Detecting App Cloning & Location Spoofing on Android
Article Summary
Swiggy discovered 8% of their delivery drivers were running cloned apps and spoofing GPS locations. This was breaking their live order tracking system and creating chaos for customers.
The Swiggy engineering team built a fraud detection system to combat app cloning and location spoofing on their Android delivery app. They needed to protect live tracking without disrupting legitimate drivers mid-delivery.
Key Takeaways
- 8% of drivers had cloned apps installed, detected across 23 different cloning tools
- Built multi-layered checks: package integrity, installation paths, and virtual machine detection
- Forced app updates via Firebase with authentication fallback for stubborn cloners
- Allowed spoofing mid-delivery to avoid customer impact, blocked new orders instead
- Massive reduction in fraudulent activity after implementing blocking banners
Swiggy's layered detection approach (combining app integrity checks with smart enforcement timing) dramatically reduced delivery fraud while keeping legitimate orders flowing.
About This Article
Swiggy's driver app was hit with a sophisticated fraud scheme. Attackers cloned the app and spoofed GPS locations, disabling native modules like Firebase to make their fake locations look real. Standard detection methods couldn't catch it.

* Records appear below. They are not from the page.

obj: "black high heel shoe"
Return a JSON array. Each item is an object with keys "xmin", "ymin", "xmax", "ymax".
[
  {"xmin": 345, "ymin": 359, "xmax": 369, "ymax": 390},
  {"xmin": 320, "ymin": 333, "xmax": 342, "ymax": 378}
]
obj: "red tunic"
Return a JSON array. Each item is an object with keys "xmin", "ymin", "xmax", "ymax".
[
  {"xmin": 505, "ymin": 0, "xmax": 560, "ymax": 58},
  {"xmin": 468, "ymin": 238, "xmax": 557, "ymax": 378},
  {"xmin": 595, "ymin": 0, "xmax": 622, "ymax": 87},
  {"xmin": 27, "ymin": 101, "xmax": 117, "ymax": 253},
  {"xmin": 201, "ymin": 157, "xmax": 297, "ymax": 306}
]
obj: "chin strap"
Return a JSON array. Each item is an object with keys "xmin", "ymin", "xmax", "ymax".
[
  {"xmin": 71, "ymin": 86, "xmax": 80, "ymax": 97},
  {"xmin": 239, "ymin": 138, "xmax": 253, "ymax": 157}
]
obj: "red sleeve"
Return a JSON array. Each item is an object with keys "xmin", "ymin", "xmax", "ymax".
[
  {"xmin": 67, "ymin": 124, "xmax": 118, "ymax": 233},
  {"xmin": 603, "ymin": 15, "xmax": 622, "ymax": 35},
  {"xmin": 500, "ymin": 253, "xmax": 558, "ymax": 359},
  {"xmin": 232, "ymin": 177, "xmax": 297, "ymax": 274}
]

Mehar Kaila's team built clone detection directly into the app binary and turned it on by default. They added fallback authentication header checks to enforce version requirements. For GPS spoofing, they used confidence scoring to block only the riskiest cases, while allowing some mid-delivery spoofing but restricting which orders could be completed.
Fraudulent activity dropped noticeably after the system rolled out. The blocking banner and order prevention mechanisms discouraged delivery partners from attempting GPS spoofing once the changes went live across the driver app.